Nesse estado, todos os pensamentos terrenos desaparecem,
para darem lugar ao sentimento puro que é a própria essência do nosso ser
imaterial. Todo entregue a essa contemplação sublime, o extático não encara a
vida senão como uma parada momentânea; para ele, os bens e os males, as
alegrias grosseiras e as misérias deste mundo não são mais que fúteis
incidentes de uma viagem da qual se sente feliz ao ver o termo.
Acontece com os extáticos o mesmo que com os
sonâmbulos: sua lucidez pode ser mais ou menos perfeita, e seu próprio
Espírito, conforme for mais ou menos elevado, é também mais ou menos apto a
conhecer e a compreender as coisas. Verifica-se nele, às vezes, mais exaltação
do que verdadeira lucidez, ou, melhor dito, sua exaltação prejudica a lucidez;
é por isso que suas revelações são frequentemente uma mistura de verdades e
erros, de coisas sublimes e de coisas absurdas, ou mesmo ridículas. Espíritos
inferiores aproveitam-se muitas vezes dessa exaltação, que é sempre uma causa
de fraqueza, quando não se sabe vencê-la, para dominar o extático, e para tanto
se revestem aos seus olhos de aparências que o mantêm nas suas ideias
preconceitos do estado de vigília. Este é um escolho, mas nem todos são assim;
cabe-nos julgar friamente e pesar as suas revelações na balança da razão.
A emancipação da alma se manifesta às vezes no estado
de vigília, e produz o fenômeno designado pelo nome de dupla vista, que dá aos
que o possuem a faculdade de ver, ouvir e sentir além dos limites dos nossos
sentidos. Eles percebem as coisas ausentes, por toda parte, até onde a alma possa
estender a sua ação; veem, por assim dizer, através da vista ordinária, como
por uma espécie de miragem.
No momento em que se produz o
fenômeno da dupla vista, o estado físico é sensivelmente modificado: os olhos
têm qualquer coisa de vago, olhando sem ver, e toda a fisionomia reflete uma
espécie de exaltação. Constata-se que os órgãos da visão são alheios ao fenômeno,
ao verificar-se que a visão persiste, mesmo com os olhos fechados.
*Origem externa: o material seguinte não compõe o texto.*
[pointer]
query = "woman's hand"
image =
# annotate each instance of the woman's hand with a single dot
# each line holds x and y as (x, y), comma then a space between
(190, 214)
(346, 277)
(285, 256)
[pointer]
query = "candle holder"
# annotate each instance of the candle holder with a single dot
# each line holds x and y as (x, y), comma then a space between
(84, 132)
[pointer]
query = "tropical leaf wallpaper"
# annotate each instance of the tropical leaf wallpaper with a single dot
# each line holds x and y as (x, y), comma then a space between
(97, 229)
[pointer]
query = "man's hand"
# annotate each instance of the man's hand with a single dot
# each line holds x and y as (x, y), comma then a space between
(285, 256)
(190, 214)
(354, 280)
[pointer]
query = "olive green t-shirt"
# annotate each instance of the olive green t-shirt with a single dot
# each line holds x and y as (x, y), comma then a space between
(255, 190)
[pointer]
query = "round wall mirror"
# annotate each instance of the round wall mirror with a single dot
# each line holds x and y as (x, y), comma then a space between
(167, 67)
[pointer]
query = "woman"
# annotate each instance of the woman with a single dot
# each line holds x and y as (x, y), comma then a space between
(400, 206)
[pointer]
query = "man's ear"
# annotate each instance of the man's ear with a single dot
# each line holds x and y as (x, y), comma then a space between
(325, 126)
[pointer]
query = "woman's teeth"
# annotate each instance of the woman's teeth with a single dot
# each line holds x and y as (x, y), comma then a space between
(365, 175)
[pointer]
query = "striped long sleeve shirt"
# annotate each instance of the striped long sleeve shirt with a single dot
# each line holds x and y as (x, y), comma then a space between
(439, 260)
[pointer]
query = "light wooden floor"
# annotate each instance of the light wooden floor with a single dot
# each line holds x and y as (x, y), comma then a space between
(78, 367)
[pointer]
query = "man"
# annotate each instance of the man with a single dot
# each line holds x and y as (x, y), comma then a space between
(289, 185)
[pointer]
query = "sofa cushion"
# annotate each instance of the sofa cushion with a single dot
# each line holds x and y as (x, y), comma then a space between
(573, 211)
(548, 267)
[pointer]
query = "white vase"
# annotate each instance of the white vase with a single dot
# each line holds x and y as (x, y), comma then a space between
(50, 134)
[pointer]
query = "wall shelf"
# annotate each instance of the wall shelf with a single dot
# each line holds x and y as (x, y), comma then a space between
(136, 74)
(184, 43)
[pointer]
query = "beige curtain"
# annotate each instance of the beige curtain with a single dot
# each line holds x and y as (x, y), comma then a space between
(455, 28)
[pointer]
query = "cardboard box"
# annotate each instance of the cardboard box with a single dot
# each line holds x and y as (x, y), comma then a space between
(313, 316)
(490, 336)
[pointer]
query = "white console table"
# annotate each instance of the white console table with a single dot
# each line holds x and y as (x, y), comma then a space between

Esta faculdade se afigura, aos que a possuem, tão
natural como a de ver: consideram-na um atributo normal, que não lhes parece
constituir exceção. O esquecimento se segue, em geral, a essa lucidez
passageira, cuja lembrança se torna cada vez mais vaga, e acaba por desaparecer,
como a de um sonho.
O poder da dupla vista varia desde a sensação confusa
até à percepção clara e nítida das coisas presentes ou ausentes. No estado
rudimentar, ela dá a algumas pessoas o tacto, a perspicácia, uma espécie de
segurança nos seus atos, a que se pode chamar a justeza do golpe de vista moral.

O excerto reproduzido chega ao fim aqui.